Any flow content can be used inside annotation-xml elements with encoding application/xhtml+xml or text/html.
16:19
<bkardell>
ah ok you see that
16:25
<bkardell>
thx annevk
17:26
<dveditz>
I mean a CSP policy that totally opted out seems… not silly, at first glance?
I love CSP, and at one point envisioned it being used for all security policy things like this, but that was early on when we (Mozilla folks, at least) naively thought servers would mostly go for a site-wide policy served from a URL referenced in the header. It could expand as needed because it would end up cached like the site's large style sheets or JS framework libraries. But given the reality of today's complex header policies in practice I'd prefer seeing if there's a better delivery mechanism for that.
17:26
<dveditz>
Is "Document Policy" going anywhere?
17:41
<dveditz>

Opt out of what, exactly? Maybe opt IN to actually enforcing the lowercase "must"s in the spec?

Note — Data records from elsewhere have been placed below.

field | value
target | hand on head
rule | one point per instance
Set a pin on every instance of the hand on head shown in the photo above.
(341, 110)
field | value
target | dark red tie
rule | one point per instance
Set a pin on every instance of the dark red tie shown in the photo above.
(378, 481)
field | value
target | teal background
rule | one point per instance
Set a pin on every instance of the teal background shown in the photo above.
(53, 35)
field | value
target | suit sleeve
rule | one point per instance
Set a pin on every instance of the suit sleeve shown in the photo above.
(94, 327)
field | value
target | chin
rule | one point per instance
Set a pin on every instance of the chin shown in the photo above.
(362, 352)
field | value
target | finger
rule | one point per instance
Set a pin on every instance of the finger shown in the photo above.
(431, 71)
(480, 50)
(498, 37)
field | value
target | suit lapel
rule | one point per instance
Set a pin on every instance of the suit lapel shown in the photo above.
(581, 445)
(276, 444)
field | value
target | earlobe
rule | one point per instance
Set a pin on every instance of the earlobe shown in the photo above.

When specified on HTML elements, the id attribute value must be unique amongst all the IDs in the element's tree and must contain at least one character. The value must not contain any ASCII whitespace.

17:43
<dveditz>
although what would enforcement mean? probably that "invalid" ids are simply ignored (plus a console error) and the web dev has to debug their page
17:43
<dveditz>
oops, misread "character" as "alpha character". that wouldn't solve the problem in the tweet.
17:48
<Sam Sneddon [:gsnedders]>

Opt out of what, exactly? Maybe opt IN to actually enforcing the lowercase "must"s in the spec?

When specified on HTML elements, the id attribute value must be unique amongst all the IDs in the element's tree and must contain at least one character. The value must not contain any ASCII whitespace.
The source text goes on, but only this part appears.